Which one is the posterior?
p(y'|y) or p(θ|y)?

mattetis
Автор

This is very clear and intuitive. Thanks a lot, Sir.
By the way, what software do you use in this video? Like Notability in iOS? I need to find this kind of software, and haven't found it yet.

ArdianUmam
Автор

Is P(y, theta) the same as P(y and theta), where they typically use a upside down U for the and?

briansalkas
Автор

Isn't the P(Y) the denominator in the Bayes rule?

hohinng
Автор

I'm a little confused: where does P(Y | theta) come from if we're calculating the prior predictive probability distribution before seeing the data? If it is the likelihood (as is said at 2:35), that means we've already seen the data.

doughnut
Автор

I1. am confused is P(y) and P(theta) both a prior?
2. and is p(y|y') the posterior or the p(theta|y) the posterior?

ywk
Автор

fantastic. i was having a bit of trouble with the manipulation of the conditioning variables, this cleared it up.

NotLegato
Автор

About the posterior probability when you applied conditional probability rule how it changed? it should not be devided by p(y)? I do not understand this part.

sepidet
Автор

I feel like you already need to understand Bayes theorem to get anything from this video.
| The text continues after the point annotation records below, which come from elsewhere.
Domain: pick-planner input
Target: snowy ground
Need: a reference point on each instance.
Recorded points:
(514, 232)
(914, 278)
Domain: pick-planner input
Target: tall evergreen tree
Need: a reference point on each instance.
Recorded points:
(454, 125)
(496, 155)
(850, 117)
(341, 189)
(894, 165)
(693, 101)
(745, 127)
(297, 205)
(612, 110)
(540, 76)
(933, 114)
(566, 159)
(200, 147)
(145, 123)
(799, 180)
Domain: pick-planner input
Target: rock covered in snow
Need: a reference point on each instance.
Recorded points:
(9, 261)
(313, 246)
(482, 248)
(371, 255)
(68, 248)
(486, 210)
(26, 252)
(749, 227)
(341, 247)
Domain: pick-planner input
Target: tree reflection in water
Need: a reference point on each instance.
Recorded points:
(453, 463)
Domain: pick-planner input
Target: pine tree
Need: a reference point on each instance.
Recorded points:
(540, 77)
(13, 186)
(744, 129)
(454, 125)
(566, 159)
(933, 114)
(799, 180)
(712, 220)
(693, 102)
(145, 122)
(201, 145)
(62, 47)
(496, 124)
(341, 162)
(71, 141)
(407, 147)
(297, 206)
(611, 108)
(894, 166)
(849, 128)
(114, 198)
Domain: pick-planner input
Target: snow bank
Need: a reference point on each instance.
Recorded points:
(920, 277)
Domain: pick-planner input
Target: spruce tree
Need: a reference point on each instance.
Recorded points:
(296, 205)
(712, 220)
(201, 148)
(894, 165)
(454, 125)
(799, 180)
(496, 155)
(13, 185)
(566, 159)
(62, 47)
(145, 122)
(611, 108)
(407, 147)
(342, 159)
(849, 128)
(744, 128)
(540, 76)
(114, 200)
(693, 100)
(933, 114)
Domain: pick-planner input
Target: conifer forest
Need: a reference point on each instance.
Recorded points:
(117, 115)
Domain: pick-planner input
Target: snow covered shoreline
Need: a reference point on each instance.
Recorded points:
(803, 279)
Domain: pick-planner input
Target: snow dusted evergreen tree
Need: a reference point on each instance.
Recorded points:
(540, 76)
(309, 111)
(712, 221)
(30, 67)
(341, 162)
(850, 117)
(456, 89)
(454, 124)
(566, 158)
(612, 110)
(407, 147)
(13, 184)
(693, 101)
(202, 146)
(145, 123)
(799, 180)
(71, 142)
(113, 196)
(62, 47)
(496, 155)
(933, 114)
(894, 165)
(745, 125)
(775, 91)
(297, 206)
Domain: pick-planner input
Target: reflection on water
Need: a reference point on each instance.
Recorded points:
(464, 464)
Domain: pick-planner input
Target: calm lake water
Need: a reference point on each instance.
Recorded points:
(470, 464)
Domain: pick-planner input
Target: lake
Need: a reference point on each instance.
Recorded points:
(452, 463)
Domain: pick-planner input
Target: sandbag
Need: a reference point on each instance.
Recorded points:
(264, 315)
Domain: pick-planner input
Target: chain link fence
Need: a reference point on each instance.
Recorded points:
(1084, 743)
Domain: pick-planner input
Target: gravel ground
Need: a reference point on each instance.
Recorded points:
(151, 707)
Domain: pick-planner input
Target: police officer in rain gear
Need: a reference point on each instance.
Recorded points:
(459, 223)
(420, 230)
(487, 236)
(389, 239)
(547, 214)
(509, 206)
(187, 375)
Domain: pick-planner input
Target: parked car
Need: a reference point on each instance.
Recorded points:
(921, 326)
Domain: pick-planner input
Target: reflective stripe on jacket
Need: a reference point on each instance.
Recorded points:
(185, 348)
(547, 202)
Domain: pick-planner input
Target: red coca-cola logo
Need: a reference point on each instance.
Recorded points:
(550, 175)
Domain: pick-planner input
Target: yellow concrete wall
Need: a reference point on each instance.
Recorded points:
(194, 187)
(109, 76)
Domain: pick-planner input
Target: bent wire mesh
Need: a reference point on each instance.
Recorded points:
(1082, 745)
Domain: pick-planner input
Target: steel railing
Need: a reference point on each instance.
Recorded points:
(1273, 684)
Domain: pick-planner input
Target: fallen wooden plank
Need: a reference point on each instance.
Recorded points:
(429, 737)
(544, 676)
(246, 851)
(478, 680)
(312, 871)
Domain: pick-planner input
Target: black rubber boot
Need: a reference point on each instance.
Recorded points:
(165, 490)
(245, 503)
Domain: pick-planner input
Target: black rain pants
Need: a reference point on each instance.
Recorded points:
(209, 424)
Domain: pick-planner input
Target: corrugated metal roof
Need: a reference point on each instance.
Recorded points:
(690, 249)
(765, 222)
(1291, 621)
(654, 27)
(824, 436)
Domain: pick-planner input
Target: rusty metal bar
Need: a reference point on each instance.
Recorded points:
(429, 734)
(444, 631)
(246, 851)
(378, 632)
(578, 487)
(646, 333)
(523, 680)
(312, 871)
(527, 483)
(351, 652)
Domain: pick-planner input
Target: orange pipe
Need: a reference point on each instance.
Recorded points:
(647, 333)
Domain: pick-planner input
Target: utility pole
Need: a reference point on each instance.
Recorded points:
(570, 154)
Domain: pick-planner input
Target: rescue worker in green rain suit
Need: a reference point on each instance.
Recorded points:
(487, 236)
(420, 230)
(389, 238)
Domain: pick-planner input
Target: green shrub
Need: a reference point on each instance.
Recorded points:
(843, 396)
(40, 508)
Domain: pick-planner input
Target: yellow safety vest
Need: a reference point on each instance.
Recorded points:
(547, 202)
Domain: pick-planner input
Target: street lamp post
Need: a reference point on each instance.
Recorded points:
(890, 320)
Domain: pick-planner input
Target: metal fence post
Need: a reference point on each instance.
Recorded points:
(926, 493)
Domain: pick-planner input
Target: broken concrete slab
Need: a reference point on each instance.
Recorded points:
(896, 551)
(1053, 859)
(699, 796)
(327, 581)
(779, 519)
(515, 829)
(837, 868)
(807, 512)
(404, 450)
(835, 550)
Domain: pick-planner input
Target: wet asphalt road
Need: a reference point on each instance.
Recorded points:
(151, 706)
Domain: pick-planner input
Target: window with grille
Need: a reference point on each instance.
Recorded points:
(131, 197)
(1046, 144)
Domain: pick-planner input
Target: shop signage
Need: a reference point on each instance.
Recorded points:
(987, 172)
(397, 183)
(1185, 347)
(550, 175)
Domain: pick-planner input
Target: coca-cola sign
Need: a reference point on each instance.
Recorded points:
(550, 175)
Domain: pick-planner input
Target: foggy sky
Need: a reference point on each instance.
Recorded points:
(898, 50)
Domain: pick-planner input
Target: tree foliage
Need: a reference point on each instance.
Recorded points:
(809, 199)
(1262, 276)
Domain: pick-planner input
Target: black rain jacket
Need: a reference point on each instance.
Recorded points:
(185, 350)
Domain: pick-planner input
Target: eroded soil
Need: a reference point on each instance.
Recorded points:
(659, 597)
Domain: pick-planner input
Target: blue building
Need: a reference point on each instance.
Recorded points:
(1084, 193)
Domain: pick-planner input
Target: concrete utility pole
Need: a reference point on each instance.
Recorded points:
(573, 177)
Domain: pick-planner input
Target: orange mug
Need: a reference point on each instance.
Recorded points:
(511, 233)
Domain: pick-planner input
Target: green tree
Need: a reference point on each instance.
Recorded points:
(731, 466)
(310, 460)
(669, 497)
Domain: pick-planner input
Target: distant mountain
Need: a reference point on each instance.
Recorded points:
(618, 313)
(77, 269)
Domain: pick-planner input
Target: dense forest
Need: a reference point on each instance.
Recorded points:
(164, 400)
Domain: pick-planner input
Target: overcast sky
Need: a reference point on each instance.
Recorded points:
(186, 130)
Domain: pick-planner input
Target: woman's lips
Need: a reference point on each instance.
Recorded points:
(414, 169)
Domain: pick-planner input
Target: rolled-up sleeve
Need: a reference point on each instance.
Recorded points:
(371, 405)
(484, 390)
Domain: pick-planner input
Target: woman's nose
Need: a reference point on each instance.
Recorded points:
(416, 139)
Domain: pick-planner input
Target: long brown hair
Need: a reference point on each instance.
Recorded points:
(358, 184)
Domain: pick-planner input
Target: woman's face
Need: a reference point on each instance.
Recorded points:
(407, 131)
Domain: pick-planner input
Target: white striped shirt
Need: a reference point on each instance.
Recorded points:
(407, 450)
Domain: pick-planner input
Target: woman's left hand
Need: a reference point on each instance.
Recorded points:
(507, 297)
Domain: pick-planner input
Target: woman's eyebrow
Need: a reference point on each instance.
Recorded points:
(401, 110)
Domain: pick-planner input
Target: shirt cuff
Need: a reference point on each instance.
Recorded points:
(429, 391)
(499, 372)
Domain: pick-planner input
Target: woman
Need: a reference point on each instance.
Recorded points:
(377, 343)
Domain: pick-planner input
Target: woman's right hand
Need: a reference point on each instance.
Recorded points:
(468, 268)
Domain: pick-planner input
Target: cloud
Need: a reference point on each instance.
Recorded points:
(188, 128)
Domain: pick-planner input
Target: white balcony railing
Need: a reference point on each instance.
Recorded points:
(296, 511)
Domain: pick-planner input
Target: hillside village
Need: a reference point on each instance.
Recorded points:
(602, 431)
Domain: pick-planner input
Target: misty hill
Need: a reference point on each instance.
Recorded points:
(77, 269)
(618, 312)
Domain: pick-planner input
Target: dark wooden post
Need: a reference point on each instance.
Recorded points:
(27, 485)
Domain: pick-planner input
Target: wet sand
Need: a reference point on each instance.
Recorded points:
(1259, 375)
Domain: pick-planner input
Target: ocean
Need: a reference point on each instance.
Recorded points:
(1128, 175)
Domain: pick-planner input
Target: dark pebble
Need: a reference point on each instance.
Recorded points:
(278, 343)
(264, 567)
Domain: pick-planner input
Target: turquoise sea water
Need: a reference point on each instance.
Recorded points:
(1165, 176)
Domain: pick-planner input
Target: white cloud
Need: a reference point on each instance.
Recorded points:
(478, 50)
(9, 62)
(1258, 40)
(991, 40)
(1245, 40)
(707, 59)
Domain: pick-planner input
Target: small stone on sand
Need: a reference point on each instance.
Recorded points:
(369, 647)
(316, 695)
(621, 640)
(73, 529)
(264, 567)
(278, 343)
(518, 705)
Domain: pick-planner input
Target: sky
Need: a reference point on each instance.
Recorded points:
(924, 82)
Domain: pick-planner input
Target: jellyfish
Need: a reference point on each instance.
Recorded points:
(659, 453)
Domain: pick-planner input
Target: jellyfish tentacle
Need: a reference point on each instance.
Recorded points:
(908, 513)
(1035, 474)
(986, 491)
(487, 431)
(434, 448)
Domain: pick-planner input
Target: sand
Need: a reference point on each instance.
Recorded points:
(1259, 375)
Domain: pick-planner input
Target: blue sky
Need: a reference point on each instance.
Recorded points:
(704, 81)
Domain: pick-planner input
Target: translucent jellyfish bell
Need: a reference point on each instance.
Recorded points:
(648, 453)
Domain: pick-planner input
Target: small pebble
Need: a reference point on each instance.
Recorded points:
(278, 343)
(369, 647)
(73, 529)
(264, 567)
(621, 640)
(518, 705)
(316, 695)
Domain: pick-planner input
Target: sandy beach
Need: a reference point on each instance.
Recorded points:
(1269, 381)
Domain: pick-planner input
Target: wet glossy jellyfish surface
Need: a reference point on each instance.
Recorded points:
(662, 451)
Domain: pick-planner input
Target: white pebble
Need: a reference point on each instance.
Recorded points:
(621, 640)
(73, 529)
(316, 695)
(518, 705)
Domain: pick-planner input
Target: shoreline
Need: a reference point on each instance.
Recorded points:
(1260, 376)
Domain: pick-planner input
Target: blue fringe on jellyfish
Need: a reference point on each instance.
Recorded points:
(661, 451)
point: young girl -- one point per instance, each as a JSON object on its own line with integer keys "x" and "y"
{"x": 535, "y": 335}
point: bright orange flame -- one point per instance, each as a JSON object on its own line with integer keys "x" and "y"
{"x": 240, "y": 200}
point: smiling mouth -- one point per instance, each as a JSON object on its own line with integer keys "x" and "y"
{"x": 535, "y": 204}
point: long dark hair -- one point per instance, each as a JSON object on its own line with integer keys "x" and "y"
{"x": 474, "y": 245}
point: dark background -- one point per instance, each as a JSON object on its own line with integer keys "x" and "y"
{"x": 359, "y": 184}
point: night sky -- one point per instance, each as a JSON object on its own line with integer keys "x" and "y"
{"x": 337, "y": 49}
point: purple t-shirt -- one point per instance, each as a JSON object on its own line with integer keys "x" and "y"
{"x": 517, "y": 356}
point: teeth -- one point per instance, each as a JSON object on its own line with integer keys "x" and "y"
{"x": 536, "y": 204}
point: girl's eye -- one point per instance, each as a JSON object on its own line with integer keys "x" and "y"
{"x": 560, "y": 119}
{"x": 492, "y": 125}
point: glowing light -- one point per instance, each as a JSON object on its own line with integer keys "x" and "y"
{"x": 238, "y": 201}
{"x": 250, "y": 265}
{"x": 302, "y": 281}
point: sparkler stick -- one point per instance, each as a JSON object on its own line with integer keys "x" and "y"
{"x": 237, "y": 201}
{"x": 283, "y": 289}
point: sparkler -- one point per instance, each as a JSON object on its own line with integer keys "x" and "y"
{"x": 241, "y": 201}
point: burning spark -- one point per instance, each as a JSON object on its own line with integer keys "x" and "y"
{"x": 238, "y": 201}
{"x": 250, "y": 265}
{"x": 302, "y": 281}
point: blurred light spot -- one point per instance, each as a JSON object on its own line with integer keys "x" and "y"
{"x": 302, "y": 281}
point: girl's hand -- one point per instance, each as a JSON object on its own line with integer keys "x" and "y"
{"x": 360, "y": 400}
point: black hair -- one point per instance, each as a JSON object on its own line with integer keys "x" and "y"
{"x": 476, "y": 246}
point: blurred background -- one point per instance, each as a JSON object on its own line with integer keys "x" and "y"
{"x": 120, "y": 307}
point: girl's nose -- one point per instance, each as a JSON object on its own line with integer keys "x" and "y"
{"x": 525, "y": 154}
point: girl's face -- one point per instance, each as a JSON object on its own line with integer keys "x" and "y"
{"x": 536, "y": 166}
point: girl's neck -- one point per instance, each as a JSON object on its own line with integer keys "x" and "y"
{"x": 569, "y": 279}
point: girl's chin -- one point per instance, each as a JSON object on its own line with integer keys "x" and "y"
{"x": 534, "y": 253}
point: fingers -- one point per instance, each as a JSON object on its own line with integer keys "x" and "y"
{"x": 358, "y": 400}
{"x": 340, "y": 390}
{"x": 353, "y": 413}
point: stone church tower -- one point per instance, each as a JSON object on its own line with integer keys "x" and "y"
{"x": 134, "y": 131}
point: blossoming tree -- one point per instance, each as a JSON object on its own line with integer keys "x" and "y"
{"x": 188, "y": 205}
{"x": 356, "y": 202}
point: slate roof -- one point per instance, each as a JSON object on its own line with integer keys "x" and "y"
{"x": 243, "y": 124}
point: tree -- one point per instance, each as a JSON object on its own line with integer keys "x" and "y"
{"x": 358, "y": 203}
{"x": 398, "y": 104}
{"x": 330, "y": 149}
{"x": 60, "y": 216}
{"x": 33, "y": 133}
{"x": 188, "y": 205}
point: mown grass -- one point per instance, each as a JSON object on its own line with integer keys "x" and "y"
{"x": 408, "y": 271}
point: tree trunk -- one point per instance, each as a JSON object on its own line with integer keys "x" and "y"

This more of a "review" not really an introduction.

alexander
Автор

At 2:37 you call P(theta) the "prior" and use it to get our "prior predicted distribution." These are two different things? It would be helpful to explain this.

tuber
Автор

Does the theta here mean the population mean?
if so, then what does P( Y, theta ) mean? 

mikahebat
Автор

isn't your posterior actually a predictive posterior equation, not the true posterior of the parameters?

MattyHild